Depois de meses a fio sem reações de maior às dezenas de acusações de abusos sexuais ao médico Larry Nassar, que trabalhou durante quase 30 anos com a equipa de ginástica norte-americana, a capitã da equipa campeã olímpica de 2016 tomou uma posição pública sobre o assunto e contra a figura que apelida de “monstro”. Como destaca o Washington Post, foi o momento de falar sobre “o elefante que está na sala”.

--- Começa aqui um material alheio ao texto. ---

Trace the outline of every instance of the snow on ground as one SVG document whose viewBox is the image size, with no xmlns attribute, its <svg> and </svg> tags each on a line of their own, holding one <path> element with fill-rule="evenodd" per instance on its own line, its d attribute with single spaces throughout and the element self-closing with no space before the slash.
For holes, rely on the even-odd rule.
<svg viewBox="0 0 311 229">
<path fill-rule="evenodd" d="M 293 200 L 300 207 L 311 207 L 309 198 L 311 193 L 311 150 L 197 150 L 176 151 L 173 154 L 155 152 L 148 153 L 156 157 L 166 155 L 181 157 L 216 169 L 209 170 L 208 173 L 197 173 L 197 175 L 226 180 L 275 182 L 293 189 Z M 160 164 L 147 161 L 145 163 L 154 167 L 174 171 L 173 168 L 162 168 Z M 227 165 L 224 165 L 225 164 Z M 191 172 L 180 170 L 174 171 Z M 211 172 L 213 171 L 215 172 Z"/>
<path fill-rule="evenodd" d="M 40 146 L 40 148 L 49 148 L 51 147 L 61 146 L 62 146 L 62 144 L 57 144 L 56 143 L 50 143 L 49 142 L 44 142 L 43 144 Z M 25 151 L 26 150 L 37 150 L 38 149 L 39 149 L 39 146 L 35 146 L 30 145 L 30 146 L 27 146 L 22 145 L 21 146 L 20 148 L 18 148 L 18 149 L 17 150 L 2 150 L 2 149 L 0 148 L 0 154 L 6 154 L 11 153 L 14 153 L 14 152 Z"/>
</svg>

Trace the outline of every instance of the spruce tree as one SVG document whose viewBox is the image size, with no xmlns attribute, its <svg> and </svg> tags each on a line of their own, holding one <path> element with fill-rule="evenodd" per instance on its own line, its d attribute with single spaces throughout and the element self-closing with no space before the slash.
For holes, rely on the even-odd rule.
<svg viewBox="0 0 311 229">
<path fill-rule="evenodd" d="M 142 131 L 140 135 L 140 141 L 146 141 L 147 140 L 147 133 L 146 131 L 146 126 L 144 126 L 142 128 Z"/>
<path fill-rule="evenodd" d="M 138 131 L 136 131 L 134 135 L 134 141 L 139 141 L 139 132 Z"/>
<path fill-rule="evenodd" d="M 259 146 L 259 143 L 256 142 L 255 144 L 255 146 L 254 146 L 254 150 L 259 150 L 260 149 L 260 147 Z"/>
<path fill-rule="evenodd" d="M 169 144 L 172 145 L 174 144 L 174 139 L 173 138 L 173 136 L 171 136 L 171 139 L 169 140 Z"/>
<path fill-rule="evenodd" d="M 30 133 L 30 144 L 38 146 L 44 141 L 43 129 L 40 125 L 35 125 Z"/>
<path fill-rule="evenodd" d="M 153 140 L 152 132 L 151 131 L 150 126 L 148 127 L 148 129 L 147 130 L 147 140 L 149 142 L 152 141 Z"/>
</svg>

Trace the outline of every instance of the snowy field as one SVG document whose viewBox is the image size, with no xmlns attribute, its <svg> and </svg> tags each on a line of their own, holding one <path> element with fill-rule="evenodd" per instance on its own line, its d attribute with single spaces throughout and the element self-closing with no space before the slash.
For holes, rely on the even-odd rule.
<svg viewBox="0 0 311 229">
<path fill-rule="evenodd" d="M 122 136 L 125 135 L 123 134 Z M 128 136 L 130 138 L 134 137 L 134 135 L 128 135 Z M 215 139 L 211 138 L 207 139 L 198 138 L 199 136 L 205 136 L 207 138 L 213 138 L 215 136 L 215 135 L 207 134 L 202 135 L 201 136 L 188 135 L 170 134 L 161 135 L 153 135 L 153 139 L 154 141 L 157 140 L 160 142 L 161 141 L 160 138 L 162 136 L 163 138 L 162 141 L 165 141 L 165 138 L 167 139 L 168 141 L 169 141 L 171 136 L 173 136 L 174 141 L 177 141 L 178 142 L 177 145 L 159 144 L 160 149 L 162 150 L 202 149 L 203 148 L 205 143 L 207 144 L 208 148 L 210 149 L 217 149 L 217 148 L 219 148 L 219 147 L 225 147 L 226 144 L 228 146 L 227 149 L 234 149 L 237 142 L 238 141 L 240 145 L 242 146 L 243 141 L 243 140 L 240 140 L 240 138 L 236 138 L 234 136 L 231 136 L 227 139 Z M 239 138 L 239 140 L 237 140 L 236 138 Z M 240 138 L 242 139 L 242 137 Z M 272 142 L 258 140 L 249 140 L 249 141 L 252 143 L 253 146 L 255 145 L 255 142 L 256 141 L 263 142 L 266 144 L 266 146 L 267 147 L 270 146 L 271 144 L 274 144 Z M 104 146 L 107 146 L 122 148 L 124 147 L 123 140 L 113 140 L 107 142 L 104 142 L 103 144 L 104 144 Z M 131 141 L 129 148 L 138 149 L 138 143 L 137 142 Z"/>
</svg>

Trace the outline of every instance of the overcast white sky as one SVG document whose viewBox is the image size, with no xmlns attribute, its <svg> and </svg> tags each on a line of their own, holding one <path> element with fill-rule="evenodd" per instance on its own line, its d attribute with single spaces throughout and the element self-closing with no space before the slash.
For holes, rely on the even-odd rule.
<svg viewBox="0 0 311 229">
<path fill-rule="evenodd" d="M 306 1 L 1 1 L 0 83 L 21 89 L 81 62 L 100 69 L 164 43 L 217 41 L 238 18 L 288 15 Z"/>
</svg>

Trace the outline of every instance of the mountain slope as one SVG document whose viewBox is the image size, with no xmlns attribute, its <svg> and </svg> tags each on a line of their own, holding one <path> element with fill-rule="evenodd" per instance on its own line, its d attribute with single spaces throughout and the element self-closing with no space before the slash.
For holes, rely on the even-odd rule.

“Temos de abordar esta questão. As raparigas deveriam sentir-se cómodas em chegar à equipa e dizer claramente: ‘Preciso de ajuda, quero terapia’. Parece que as pessoas ainda não se deram conta de que este senhor foi médico da equipa durante 29 anos. Tenha ou não feito algo a cada uma das ginastas, elas conhecem-no, sabem quem é. Para aquelas de quem não abusou, fica sempre o trauma e a ansiedade de pensar o que poderia ter acontecido. Estas coisas têm de ser faladas”, destacou.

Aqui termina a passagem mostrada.